Scurvy Dogs: Piracy along west coast of India leads Lloyd’s to hike insurance premiums 300-fold; India appeals. India has stepped up naval patrols. Serious question: where are the pirate-killing drone aircraft?

What if they threw a pre-existing condition insurance plan and nobody came?  More here, from Megan McArdle of The Atlantic. 

Terrorism exclusion: Pakistani journalists demand life insurance from bosses after 21 killed covering War on Terror. Sounds like the least they could do for them.

Nebraska flooding: It may already be too late to get flood insurance. A 30-day post-purchase exclusion applies. Also, flood insurance doesn’t cover finished basements or stuff in them, which kind of figures, but it’s a bummer.

The Trashing of the Kiwi: New Zealand teen tenants run amok, destroy house, party with 200 of their closest friends leaving drug paraphernalia, cigarette butts and dog feces strewn about. I feel sorry for the owners, who are in their 80s. They tried to get the tenants out but the process takes a long time. "We are devastated. We won’t get insurance because we didn’t know we needed to have separate insurance for damage by tenants."

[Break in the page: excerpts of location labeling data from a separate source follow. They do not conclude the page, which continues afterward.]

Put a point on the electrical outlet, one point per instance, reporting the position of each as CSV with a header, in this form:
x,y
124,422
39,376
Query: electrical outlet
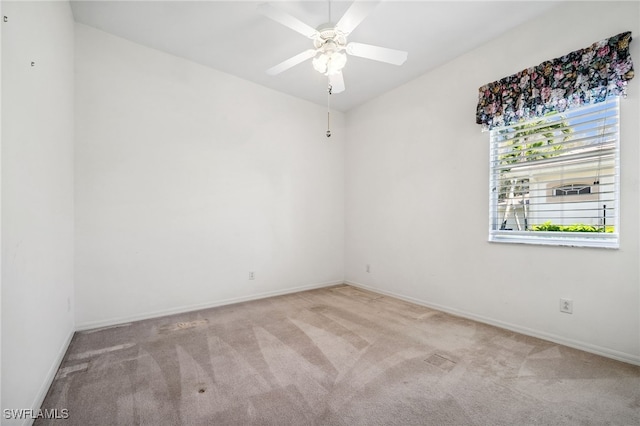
x,y
566,306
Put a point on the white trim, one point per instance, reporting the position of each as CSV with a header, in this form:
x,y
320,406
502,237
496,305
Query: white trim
x,y
51,375
583,346
182,309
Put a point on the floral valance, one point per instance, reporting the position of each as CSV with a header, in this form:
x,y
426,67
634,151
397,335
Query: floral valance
x,y
581,77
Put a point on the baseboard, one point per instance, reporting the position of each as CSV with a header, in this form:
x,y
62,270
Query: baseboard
x,y
51,374
182,309
587,347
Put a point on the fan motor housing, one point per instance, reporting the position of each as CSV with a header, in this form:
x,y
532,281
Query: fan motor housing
x,y
329,33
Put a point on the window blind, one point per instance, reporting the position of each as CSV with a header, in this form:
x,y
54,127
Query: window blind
x,y
555,178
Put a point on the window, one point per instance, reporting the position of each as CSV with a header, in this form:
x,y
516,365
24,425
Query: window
x,y
555,178
572,189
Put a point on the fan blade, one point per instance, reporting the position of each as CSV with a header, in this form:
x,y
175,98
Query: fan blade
x,y
337,82
285,65
377,53
355,15
287,20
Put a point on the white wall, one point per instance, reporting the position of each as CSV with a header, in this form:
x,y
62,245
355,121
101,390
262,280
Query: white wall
x,y
37,198
187,179
417,168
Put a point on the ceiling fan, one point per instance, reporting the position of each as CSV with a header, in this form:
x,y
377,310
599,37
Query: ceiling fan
x,y
330,43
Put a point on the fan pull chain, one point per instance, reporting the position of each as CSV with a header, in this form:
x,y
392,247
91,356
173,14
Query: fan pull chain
x,y
329,111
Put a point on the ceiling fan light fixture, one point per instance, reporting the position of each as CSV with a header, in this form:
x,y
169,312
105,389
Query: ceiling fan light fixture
x,y
329,63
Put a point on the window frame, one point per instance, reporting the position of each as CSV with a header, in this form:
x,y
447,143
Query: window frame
x,y
555,238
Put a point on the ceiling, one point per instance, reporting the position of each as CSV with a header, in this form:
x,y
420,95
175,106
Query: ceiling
x,y
233,37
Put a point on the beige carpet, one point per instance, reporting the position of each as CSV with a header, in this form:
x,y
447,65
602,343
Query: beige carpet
x,y
334,356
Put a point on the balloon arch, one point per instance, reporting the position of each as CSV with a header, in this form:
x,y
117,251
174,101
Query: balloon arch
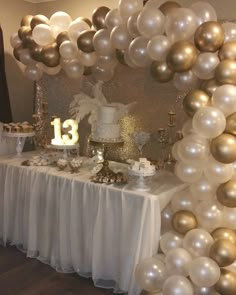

Floridians push hurricane-related tax breaks: I admit it, I miss Gov. Charlie Crist. It was always such fun to tear into him when I was writing about the last Florida insurance crisis.

Coverage for the Dreaded Lurgies: I’ve never heard it described this way — a story from South Africa.

Worst timing for insurance fraud evah: Takeaway — it’s not a good time to talk on the telephone about insurance fraud while the feds just happen to be wiretapping your buddy for investigation of other alleged crimes.